I ignored her question and she didn’t blink, just continued to chat. “I’m not going to lie,” she said. “He made me a little nervous, but not too bad. I mean, I see folks like him around here a lot.”
“Folks like him?”
“Yeah, the anxious type. You know, pacing around the place, looking out the window all the time. Kind of paranoid. He liked to palm all the goods in here, nervously picking them up and turning them over to look at the price tags of stuff he never intended to buy. He’d go on about money and the corrupt federal reserve system, how it was all a conspiracy. Told me to watch some video on YouTube called Zeit-something to learn more. He tried to barter with me—ammo for gas. I told him to forget it; I have enough ammo.” She pointed to a shelf on the back wall. “We keep it around, you know, for people who want to go grouse hunting outside the park in the fall. Then he tried to pay me in gold.” She chuckled. “Held up a little purple satchel with gold tassels on it, like something royalty would have.”

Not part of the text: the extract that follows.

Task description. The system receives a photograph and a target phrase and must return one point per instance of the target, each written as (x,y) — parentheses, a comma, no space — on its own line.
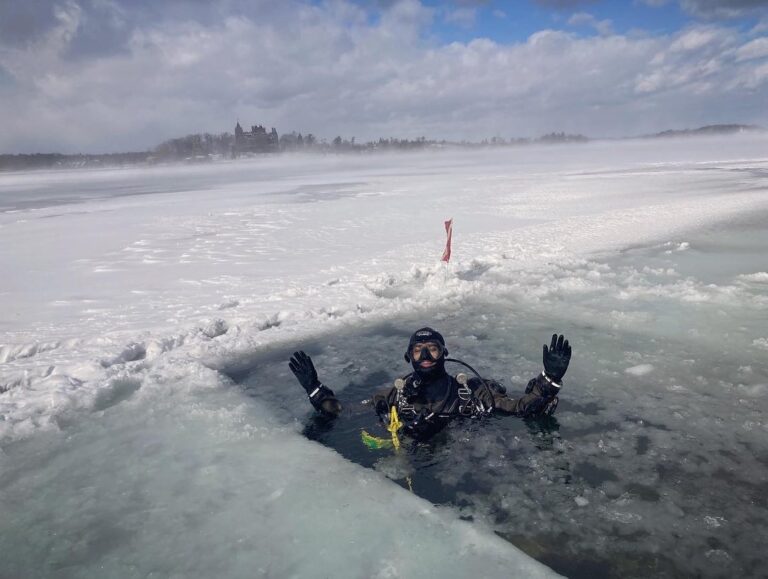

“What did you say then?” Ken asked.
“I told him to just fill up with a quarter tank of gasoline outside, on me. That my cash register doesn’t take either ammo or gold as payment. I kind of just wanted to get rid of him.”
“He say where he was heading?”
“Said he needed enough gas to reach Moose Lake. Not too far from here.”
“I know it,” I said. Before we left, Ken and I bought two huge cinnamon rolls, a bag of beef jerky, and some waters. As I let the porch door close, I said, “You know the Trail Creek Fire has picked up considerably.”
“I know. I can tell,” she said. She tilted her head to the windows, to the murkiness collecting once again around us.
“If the winds pick up any more, there’s word they might evacuate both West Glacier because the Sheep Fire has spread farther northwest and the North Fork because the Trail Creek Fire is blowing up.”